If your forwarder charges, say, £150 per shipment and the customs portion accounts for £50–£80 of that, you’re spending £600–£960 a year on export declarations alone for just one shipment a month. An online export documentation platform like ExportDocuments.co.uk charges £29.50 per declaration.

You get the same HMRC-compliant result, filed through a direct digital link, at a fraction of the cost.

How splitting it out works in practice

The obvious concern is that pulling the customs work away from your forwarder will create problems.

In practice, it doesn’t.

Your freight forwarder still handles the physical shipment. You file the export declaration yourself through an export platform with a direct HMRC link, get your customs clearance, and the goods move as normal. The two processes run alongside each other. Plenty of UK businesses already work this way.

A good customs declaration service will make the filing part straightforward. At ExportDocuments.co.uk, you fill in a 4-step export declaration form, and because the platform connects directly to HMRC, turnaround is measured in minutes rather than hours.

You can save your product data in an article master file so you’re not re-entering the same HS codes and descriptions every time. Company-level accounts mean your whole team can file and track export declarations without relying on one person. And if you hit a shipment that’s more complicated than usual, you can add an expert review for £10 and have a customs specialist check your work before it’s submitted.

There’s a record-keeping benefit too. Every export declaration document you file is stored in your account, time-stamped and searchable. When you need proof of export for a VAT inspection or an audit, it’s all there. You’re not chasing your forwarder for paperwork that may or may not still be in their system.

When to keep it bundled

If your forwarder is giving you a genuinely competitive rate on the whole package and the customs portion isn’t inflating the cost, there may be no reason to change. The same goes if your shipments are complex enough that your forwarder’s customs team is adding real value through classification expertise or regulatory knowledge you couldn’t handle on your own. Some export documentation requires specialist input, and in those cases the bundled service earns its fee.

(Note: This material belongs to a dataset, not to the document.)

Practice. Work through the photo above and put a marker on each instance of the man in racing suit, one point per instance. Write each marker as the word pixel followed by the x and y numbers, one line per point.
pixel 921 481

The point isn’t that every SME should split out the customs work. The point is that most have never checked whether they should, because they’ve never seen the two costs separately.

One question worth asking

Next time you get an invoice from your freight forwarder, ask them to break out the customs declaration cost from the logistics fee. Once you can see the number, you can compare it. If it’s significantly more than £29.50 per export declaration, and your shipments are routine enough that you could file the customs form yourself, you know where the saving is.

Your forwarder keeps doing what they’re good at. You take back the bit that doesn’t need their involvement anymore. And you keep full control of your export documents in the process.